In our trawl of the weekend’s tech coverage we noted reports on how LinkedIn founder Reid Hoffman stands to reap a US$600m fortune when the social network IPOs, how new laws in California could affect social networking privacy rules and how some believe Amazon has killed the book publishing business.
LinkedIn founder proves it’s good to network
The Observer reported how Reid Hoffman, founder and CEO of LinkedIn, the social network for professionals, stands to scoop US$600m when the company goes public. Silicon Valley is a place where the young and thin dream of making millions on the next hot tech startup. Reid Hoffman is portly, “old” and far more successful than most can ever hope to be.
The 43-year-old is set to make himself another $600m after announcing plans to sell shares in LinkedIn, the social network for suits widely used by headhunters to trawl for potential job applicants. LinkedIn will become the first US social network to go public when it joins the New York Stock Exchange on Thursday, as increasingly frenzied investors clamour to get in on the new generation of internet firms.
The share sale will value the whole company at up to $3.35bn (£2bn), significantly higher than the $2bn expected when LinkedIn first filed IPO documents in January. The increase comes as its peers, including Facebook, online discount service Groupon, and social gaming firm Zynga, line up their own IPOs at ever-increasing valuations. Facebook’s valuation is now approaching $100bn, Groupon is said to be worth $25bn, and all those people playing Farmville have driven Zynga up to $10bn. Hoffman is first in line to collect on all of them.
New laws could transform social networking
The San Francisco Chronicle reported that new laws in California will force social networking sites like Facebook to change their privacy rules. California could force Facebook and other social-networking sites to change their privacy protection policies under a first-of-its-kind proposal at the state Capitol that is opposed by much of the Internet industry.
Under the proposal, SB242, social-networking sites would have to allow users to establish their privacy settings – like who could view their profile and what information would be public to everyone on the Internet – when they register to join the site instead of after they join. Sites would also have to set defaults to private so that users would choose which information is public.
Currently, some sites, like Facebook, have default settings that make certain information – such as photos, biographical information and family information – available to everyone on the Internet after a user registers, unless the user changes those privacy settings.

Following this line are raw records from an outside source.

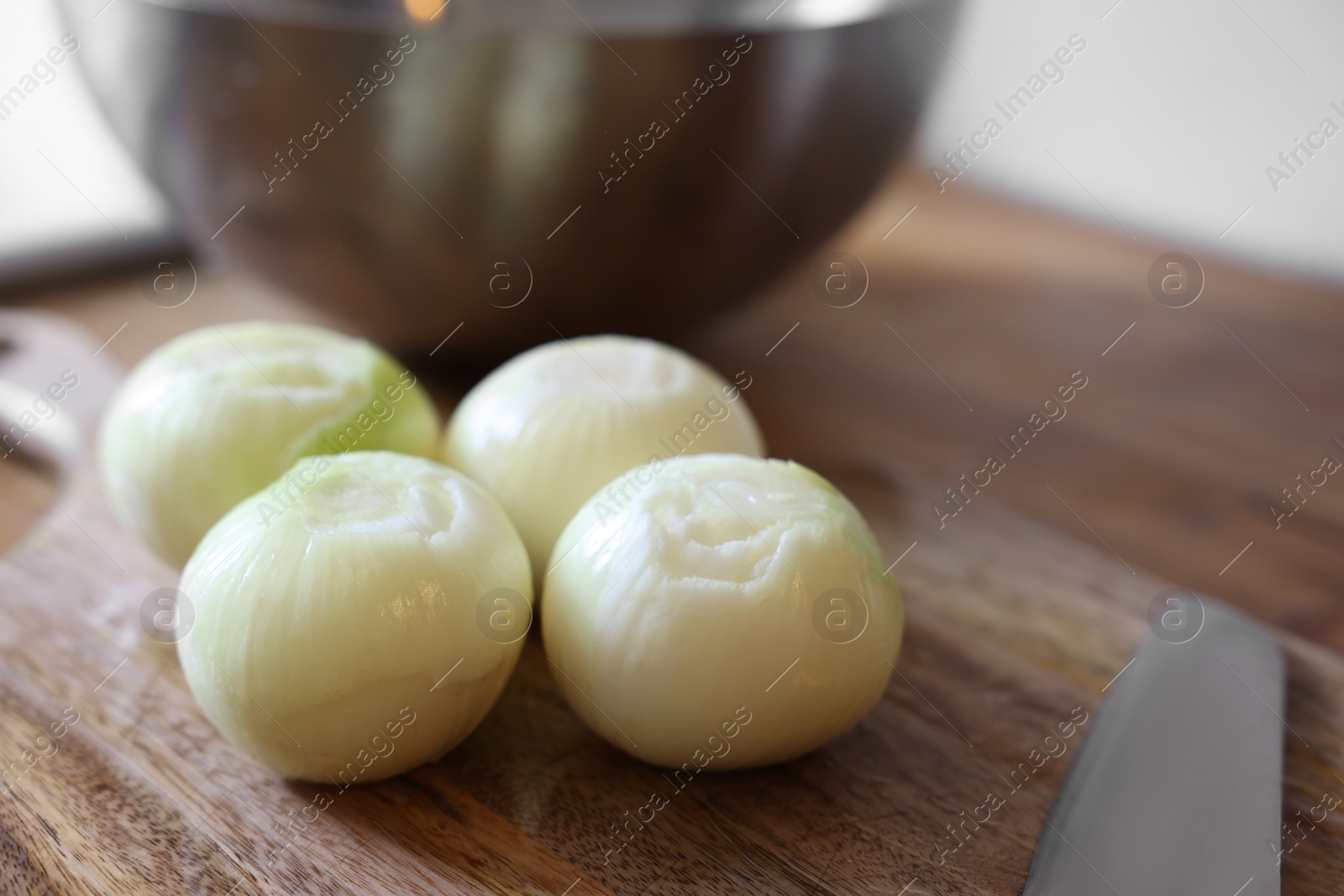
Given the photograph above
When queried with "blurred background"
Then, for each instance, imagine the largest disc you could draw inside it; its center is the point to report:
(1163, 127)
(904, 280)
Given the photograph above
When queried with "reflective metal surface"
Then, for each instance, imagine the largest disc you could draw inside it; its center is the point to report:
(413, 177)
(1178, 788)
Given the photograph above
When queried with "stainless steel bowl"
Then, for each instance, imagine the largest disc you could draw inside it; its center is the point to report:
(517, 167)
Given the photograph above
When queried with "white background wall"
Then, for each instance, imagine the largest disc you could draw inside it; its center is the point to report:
(1163, 125)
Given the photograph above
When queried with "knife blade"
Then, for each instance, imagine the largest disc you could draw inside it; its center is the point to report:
(1178, 788)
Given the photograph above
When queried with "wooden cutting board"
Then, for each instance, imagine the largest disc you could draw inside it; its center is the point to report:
(1012, 631)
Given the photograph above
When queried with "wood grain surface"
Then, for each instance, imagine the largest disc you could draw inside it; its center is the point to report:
(1014, 622)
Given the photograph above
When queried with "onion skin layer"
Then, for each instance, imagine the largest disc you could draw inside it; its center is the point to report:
(558, 422)
(214, 416)
(694, 604)
(320, 626)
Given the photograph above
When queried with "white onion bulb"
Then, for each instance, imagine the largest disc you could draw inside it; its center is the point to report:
(390, 587)
(719, 589)
(558, 422)
(219, 412)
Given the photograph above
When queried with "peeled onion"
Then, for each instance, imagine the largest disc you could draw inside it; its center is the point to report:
(365, 629)
(555, 423)
(714, 590)
(219, 412)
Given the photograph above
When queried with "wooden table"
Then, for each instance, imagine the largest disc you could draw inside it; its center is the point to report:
(1021, 606)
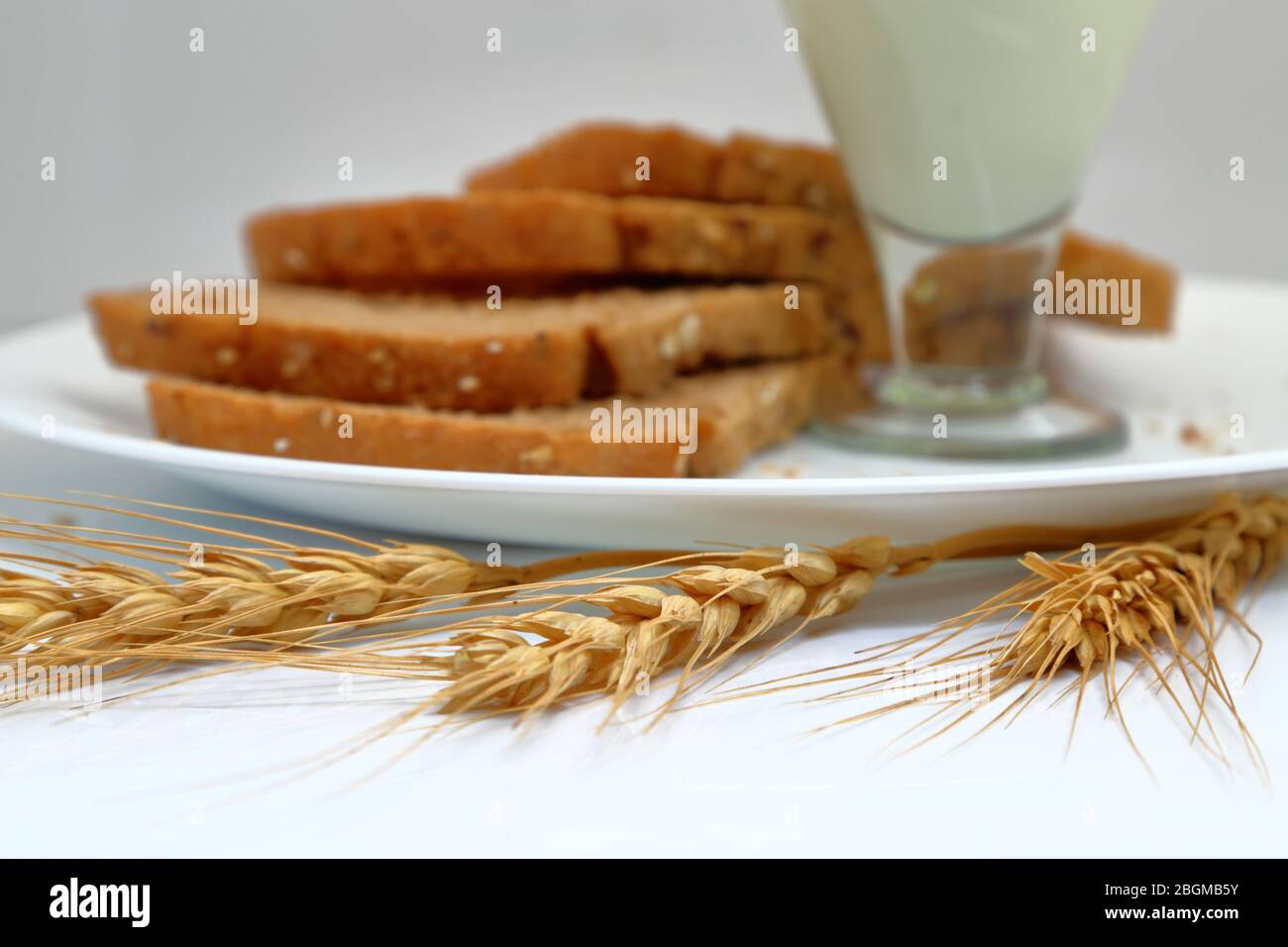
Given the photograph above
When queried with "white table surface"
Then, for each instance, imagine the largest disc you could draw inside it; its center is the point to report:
(204, 770)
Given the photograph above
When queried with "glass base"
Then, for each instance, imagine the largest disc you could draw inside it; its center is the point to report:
(1055, 427)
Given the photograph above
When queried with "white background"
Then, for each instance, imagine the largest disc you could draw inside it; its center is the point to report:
(161, 154)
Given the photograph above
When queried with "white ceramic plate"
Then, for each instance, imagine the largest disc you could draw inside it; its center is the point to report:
(1185, 395)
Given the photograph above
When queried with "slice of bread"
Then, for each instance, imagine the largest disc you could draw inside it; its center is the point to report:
(735, 412)
(502, 236)
(601, 158)
(460, 355)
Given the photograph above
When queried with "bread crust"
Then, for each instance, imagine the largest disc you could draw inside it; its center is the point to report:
(459, 355)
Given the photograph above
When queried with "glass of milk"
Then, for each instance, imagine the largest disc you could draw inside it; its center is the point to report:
(965, 128)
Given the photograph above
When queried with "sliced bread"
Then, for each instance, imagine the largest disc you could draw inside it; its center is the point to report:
(515, 235)
(733, 412)
(460, 355)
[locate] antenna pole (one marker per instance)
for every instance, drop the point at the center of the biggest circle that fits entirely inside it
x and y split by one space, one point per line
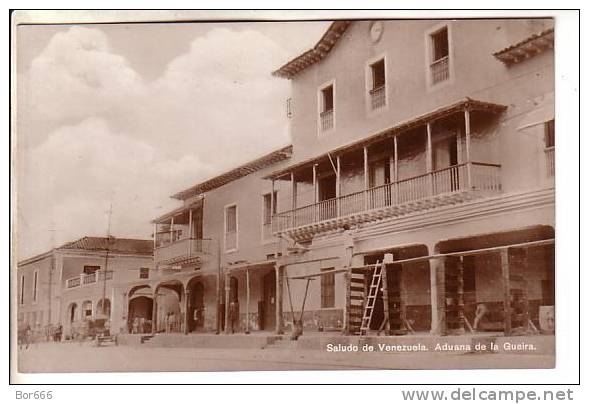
102 304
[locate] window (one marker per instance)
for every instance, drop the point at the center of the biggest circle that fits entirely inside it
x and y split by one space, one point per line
90 269
326 107
378 85
549 147
269 208
289 107
440 54
87 309
35 286
231 228
549 133
143 273
22 289
327 289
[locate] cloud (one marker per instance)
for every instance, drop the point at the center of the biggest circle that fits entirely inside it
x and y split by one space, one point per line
92 130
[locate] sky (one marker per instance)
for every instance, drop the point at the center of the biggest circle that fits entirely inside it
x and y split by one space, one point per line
128 114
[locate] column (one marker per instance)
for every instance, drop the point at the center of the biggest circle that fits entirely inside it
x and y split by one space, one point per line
154 313
190 231
187 315
227 298
279 293
294 198
366 178
272 205
338 190
467 135
316 215
437 296
454 285
506 291
247 301
429 163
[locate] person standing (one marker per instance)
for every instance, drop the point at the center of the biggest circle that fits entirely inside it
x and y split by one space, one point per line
233 315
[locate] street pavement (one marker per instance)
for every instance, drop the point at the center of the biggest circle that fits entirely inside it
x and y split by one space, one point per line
85 357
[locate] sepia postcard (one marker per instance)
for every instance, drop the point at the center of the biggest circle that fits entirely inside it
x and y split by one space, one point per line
242 194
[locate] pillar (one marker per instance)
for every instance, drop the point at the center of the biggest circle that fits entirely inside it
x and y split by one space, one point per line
437 296
279 295
454 288
506 293
247 301
429 154
187 316
154 313
227 297
467 135
366 178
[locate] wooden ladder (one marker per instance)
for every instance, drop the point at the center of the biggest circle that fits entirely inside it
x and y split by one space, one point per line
371 299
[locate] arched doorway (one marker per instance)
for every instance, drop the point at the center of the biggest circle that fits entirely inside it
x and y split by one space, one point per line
87 310
196 306
140 314
72 312
169 299
103 308
140 309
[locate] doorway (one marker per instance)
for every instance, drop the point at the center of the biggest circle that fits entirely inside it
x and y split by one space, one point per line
269 302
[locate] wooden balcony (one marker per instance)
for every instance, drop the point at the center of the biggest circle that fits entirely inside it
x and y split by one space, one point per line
86 279
549 151
185 251
440 70
451 185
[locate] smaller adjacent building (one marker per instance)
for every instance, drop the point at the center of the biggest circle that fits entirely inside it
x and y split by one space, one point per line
79 281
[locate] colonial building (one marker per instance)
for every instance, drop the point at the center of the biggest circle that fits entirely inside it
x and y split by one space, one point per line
432 141
80 281
427 143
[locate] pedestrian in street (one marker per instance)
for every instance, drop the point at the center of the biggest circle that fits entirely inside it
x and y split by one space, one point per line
233 315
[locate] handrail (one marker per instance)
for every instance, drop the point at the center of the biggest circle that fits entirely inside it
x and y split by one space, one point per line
288 213
180 240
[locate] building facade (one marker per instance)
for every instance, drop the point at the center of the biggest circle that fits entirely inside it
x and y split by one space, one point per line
81 280
427 144
432 141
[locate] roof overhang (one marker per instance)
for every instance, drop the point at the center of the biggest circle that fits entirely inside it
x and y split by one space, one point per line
239 172
183 209
439 113
251 266
527 48
315 54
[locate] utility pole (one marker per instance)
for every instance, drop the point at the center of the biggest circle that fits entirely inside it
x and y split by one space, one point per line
102 305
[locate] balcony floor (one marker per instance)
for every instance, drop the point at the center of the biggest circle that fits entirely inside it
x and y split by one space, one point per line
306 232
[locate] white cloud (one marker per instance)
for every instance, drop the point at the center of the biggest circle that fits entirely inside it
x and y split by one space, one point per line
92 129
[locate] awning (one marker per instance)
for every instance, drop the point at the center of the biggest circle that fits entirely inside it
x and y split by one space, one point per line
168 216
251 266
543 112
438 113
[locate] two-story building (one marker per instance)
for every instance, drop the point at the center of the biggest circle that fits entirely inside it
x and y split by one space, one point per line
428 142
79 281
433 141
216 249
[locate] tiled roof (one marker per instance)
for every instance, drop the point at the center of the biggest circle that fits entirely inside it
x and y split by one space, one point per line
112 244
398 128
314 55
527 48
232 175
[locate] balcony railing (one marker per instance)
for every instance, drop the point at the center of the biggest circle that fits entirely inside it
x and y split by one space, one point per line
451 180
549 161
378 97
440 70
182 249
326 118
87 279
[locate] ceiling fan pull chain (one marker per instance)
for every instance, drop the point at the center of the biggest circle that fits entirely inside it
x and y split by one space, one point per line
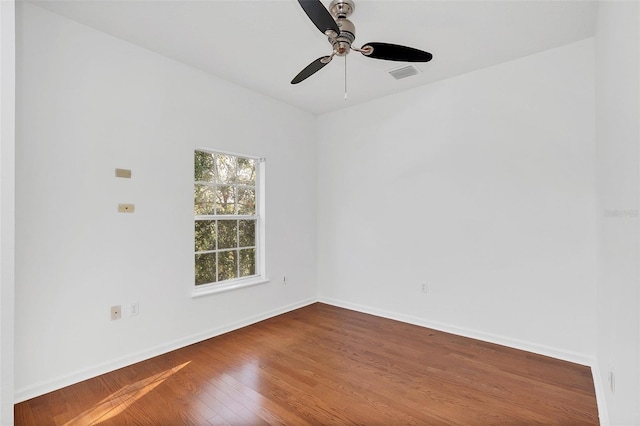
345 77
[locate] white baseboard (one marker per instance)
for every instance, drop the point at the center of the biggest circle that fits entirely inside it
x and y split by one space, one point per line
41 388
549 351
599 384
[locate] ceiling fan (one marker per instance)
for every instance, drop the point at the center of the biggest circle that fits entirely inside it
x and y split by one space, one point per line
342 33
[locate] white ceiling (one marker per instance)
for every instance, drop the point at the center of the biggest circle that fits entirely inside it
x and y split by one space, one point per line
263 44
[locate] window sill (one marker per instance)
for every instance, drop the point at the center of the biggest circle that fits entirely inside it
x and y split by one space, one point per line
207 289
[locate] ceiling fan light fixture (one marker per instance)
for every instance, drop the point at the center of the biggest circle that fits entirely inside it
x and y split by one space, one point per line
404 72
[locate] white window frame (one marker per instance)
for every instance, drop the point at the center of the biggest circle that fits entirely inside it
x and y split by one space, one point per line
261 272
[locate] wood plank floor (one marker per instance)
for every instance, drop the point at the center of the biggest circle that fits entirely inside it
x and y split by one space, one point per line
327 365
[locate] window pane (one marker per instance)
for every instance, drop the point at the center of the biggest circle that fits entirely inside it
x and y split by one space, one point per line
203 166
247 201
203 199
246 171
247 233
247 262
227 234
226 200
226 168
228 265
205 268
205 232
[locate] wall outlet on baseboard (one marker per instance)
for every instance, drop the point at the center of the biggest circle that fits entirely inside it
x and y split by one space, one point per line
611 378
116 312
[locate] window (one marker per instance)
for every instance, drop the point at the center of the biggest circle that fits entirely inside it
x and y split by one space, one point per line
227 231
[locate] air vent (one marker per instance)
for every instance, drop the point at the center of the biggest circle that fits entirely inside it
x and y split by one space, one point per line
404 72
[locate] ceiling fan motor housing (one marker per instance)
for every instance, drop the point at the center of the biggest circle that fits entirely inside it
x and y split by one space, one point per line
341 10
342 43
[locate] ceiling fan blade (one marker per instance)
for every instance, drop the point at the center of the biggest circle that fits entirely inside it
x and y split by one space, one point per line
311 69
319 16
394 52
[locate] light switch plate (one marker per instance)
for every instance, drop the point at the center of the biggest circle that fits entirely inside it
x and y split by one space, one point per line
126 208
125 173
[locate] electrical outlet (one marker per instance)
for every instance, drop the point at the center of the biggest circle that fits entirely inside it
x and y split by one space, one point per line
611 377
116 312
126 208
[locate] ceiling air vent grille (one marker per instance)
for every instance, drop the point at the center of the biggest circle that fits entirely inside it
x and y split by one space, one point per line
404 72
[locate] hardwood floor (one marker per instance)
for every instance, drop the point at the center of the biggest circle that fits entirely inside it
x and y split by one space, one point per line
327 365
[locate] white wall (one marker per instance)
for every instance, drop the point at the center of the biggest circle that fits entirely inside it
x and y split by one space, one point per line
7 205
87 104
617 140
482 186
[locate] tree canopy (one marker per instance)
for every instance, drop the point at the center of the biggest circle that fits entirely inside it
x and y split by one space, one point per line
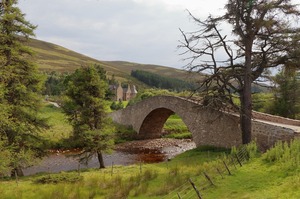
20 87
264 35
86 108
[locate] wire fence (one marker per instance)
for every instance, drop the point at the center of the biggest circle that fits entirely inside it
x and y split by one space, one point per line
193 187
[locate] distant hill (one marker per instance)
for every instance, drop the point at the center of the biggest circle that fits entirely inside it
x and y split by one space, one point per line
51 57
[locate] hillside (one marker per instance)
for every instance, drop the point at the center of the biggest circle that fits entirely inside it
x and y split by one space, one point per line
51 57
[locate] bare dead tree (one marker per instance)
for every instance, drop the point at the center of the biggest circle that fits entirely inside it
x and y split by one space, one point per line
264 35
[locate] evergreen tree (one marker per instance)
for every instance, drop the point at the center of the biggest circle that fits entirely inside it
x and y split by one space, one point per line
264 33
20 85
86 108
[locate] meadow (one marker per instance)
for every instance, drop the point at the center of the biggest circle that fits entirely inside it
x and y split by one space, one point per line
274 174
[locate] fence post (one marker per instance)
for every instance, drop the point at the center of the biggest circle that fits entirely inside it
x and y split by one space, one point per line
209 179
112 168
232 160
195 188
237 157
220 173
226 167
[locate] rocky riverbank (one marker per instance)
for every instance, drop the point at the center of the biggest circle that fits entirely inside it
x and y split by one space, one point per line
168 146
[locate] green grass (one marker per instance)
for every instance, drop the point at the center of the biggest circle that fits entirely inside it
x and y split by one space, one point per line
258 178
59 129
51 57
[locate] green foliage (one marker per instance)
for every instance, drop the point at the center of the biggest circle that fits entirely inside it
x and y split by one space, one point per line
255 179
162 82
147 93
116 106
20 85
54 84
59 178
124 133
86 109
286 94
287 154
262 102
5 157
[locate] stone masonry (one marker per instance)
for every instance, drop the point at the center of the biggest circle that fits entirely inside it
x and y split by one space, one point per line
208 126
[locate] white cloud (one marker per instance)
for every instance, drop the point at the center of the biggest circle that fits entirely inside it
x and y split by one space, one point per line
144 31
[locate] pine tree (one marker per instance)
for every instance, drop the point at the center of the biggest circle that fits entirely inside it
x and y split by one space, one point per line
20 85
86 108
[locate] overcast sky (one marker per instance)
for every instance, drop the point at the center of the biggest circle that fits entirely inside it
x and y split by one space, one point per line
142 31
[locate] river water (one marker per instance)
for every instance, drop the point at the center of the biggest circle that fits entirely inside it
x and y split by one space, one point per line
145 151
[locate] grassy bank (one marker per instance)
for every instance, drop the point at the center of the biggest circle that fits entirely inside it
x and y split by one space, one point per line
271 175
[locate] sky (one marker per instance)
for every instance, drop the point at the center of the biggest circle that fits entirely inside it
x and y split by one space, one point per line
140 31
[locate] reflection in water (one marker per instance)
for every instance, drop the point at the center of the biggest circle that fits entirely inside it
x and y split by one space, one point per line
56 162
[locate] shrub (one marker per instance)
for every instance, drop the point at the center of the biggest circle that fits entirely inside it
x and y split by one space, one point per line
58 178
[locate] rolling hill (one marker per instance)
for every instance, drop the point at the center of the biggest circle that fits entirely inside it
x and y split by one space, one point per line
51 57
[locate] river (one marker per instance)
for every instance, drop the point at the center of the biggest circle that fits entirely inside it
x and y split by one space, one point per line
143 151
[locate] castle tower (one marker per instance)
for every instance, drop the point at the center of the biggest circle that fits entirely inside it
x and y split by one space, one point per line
133 91
119 93
127 93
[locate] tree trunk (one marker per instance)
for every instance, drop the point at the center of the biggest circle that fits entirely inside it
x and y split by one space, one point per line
100 159
17 171
246 97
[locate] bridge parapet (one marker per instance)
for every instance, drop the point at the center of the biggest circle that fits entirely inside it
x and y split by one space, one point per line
208 126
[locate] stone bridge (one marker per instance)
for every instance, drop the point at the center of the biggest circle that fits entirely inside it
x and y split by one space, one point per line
208 126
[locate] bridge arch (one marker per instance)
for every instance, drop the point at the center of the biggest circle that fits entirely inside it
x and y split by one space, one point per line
208 127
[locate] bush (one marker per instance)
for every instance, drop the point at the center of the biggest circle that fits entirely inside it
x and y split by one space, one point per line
58 178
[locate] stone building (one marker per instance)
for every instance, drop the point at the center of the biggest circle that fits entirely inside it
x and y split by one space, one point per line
123 94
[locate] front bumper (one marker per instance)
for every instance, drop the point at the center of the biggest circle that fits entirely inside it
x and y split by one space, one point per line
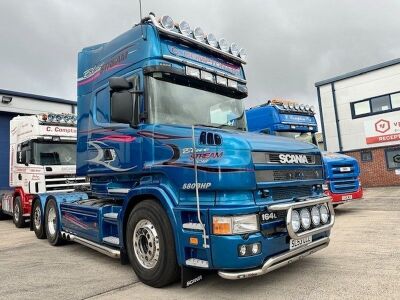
278 261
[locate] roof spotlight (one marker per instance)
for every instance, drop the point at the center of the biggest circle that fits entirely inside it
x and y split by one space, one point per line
212 40
199 34
243 54
223 45
167 22
234 49
184 28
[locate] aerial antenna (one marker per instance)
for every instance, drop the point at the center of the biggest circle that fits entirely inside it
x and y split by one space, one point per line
141 18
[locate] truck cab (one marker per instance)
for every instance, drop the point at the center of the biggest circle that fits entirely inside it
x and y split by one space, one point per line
289 119
178 184
42 159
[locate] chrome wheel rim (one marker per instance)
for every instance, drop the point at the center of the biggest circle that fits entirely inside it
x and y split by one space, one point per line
51 221
146 244
37 217
16 212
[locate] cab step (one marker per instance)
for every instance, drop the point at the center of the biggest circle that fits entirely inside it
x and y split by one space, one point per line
111 240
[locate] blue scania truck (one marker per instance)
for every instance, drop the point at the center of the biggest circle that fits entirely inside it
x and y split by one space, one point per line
178 185
290 119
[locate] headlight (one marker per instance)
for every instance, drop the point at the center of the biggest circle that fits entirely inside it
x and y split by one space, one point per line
295 221
198 34
184 28
235 224
223 45
305 218
323 210
212 40
167 22
315 217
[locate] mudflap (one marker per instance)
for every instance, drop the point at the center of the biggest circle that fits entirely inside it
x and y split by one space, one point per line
190 276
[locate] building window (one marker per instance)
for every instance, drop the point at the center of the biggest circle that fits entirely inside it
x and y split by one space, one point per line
393 158
395 100
376 105
380 103
366 156
362 108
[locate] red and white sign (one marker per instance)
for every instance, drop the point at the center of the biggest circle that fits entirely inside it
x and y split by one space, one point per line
382 130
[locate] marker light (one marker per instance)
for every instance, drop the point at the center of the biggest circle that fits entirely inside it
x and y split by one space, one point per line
222 80
167 22
212 40
315 217
184 28
323 210
295 221
243 54
223 45
234 49
192 72
305 218
207 76
198 34
232 84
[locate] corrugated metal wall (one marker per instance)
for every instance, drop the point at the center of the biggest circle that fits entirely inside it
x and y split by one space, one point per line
4 148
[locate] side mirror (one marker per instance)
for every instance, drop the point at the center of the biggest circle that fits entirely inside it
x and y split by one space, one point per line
118 84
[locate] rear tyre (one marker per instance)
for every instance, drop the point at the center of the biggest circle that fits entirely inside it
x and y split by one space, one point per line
150 245
18 217
37 220
51 223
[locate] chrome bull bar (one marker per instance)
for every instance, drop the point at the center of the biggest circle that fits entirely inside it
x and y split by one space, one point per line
278 261
290 206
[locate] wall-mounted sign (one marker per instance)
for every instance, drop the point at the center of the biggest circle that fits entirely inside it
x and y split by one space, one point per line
382 130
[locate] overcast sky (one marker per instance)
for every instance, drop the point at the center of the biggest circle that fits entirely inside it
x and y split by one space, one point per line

And while Facebook itself has not told the Legislature it is opposed to , the bill’s author, Sen. Ellen Corbett, D-San Leandro, said the social-networking giant has worked in “stealth mode” to oppose it.
The legislation would require that privacy controls be explained in “plain language.” Willful violations of the law would result in a $10,000 fine for each violation.
Is Amazon killing the book publishing industry?
The Mail on Sunday reported how Amazon has been accused of trying to ‘wreck’ the book trade by turning itself into one of the world’s leading publishers.
Critics claim the online retailer’s plans to produce its own titles will give it a stranglehold on the industry and drive traditional publishing houses and book shops out of business.
One literary agent who asked not to be named said: ‘It is a crazy and ridiculous idea which will end up wrecking the publishing industry.’
Amazon has already come under fire for ‘ruthlessly’ undercutting traditional retailers on the price of books.
The genie is out of the bottle for Yahoo!
The Financial Times reported that an escalating war of words between Alibaba Group, the Chinese e-commerce powerhouse, and Yahoo, its largest shareholder, has called into question the US internet group’s ability to maintain its grip on its most valuable asset.
The dispute, triggered by the sale of an Alibaba-owned online payments business, has also underscored the risks of minority ownership of companies in the world’s largest internet market.
On Friday, Alibaba disputed a complaint by Yahoo on Thursday that the transfer of Alipay to a group controlled by Jack Ma, Alibaba’s chief executive, had transpired without notice to or approval by the Alibaba board, on which Yahoo has a seat.
Alibaba also rejected Yahoo’s account of the timing of the transfer, which the US company said had occurred last year, with notice to Yahoo given just six weeks ago.
The Alibaba directors were “told in a July 2009 board meeting that majority shareholding in Alipay had been transferred into Chinese ownership”, Alibaba said.